Neurofibromatosis is a genetic disorder that causes non-cancerous tumours to grow on nerve endings.
Megan said: “Living with neurofibromatosis can be painful, exhausting, embarrassing, stressful, upsetting and life changing.
“But, if you allow it, it also brings strength, love, laughter, friendships, experiences, and life lessons that no one else has the opportunity to have.
"Keep holding your head high, keep on fighting, keep on spreading the awareness, keep on wearing what you want, going where you want to go and try to live the life you that you want to live.”
Megan has the tags across her chest, arms, shoulder back, groin and legs as a side effect of her condition.
Despite the striking appearance of the tags, she insists that she won’t cover herself up in spite of the stares she sometimes gets.
She said: "At times it has knocked my confidence; I've felt I wouldn't be able to do the jobs I wanted to do or live the life I wanted to have.
"I felt that I could never be loved or appreciated and that everyone would be disgusted by my skin tags, especially once they started and continued appearing and spreading
"However, I have got the jobs I wanted and excelled in them, I've lived the life I've wanted to and loved it.
"I've travelled the world, had the most incredible experiences, met the most amazing people, and had conversations that have changed my mindset and allowed me to accept my life and my body."

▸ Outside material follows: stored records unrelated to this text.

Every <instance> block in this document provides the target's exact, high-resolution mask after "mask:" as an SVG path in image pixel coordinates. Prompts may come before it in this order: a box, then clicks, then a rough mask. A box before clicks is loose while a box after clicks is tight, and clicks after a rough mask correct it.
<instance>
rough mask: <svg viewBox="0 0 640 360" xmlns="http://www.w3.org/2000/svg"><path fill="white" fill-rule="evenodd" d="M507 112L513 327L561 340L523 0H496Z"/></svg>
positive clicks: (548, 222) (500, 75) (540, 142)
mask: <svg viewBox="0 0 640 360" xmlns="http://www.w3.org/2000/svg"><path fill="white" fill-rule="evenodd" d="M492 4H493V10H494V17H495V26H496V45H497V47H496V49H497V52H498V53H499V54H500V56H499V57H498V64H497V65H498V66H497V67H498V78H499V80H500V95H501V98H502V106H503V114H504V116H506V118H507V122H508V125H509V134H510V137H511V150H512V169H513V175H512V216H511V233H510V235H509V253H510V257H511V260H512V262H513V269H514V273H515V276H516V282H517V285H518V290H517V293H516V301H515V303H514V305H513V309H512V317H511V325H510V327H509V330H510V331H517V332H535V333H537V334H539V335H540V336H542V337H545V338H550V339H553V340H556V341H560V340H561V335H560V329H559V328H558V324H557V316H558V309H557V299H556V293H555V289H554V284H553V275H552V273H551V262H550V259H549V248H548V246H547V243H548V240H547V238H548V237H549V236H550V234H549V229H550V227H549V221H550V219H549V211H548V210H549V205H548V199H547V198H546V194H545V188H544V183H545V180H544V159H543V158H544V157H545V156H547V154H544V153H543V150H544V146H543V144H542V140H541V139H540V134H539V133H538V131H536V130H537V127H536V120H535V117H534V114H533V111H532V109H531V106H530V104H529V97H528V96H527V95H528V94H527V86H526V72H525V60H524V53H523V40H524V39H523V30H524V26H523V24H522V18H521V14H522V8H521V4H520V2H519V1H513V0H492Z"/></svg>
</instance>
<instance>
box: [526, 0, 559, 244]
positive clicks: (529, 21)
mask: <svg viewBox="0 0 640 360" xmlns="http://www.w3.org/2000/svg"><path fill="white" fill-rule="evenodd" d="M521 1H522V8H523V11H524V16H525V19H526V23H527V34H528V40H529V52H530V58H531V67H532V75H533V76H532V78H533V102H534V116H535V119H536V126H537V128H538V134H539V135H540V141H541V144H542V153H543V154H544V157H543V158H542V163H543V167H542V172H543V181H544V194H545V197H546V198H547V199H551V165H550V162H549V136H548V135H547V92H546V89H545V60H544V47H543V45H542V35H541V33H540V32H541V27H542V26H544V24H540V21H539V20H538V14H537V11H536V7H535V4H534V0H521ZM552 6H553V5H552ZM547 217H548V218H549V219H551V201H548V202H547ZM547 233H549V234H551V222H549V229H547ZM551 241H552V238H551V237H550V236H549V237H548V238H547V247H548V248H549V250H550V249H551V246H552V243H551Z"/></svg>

Megan said that when she first developed the condition, a man she was seeing asked her if she had an STI.
She said: "I was seeing a guy and he asked if there was something wrong with me because of my skin.
"It was frustrating because I had explained the condition to him."
As well as skin tags, Megan also has benign tumours on her thumb and back which cause her crippling pain.
She said: "The pain is the main thing that is hard to deal with.
"At times it stops me from enjoying my day. I struggle to sit or stand for long periods of time. I can't go to the gym, swim, or run.
"However, I am still able to power walk, climb up and down gorges.
"I've had moments in my life where I hated having NF and asked why me.
"But I've also worked hard on that and now I'm happy and proud to have it and would never want to have or have had a life without it.
"Life is for living, and I live each day as fully as I can."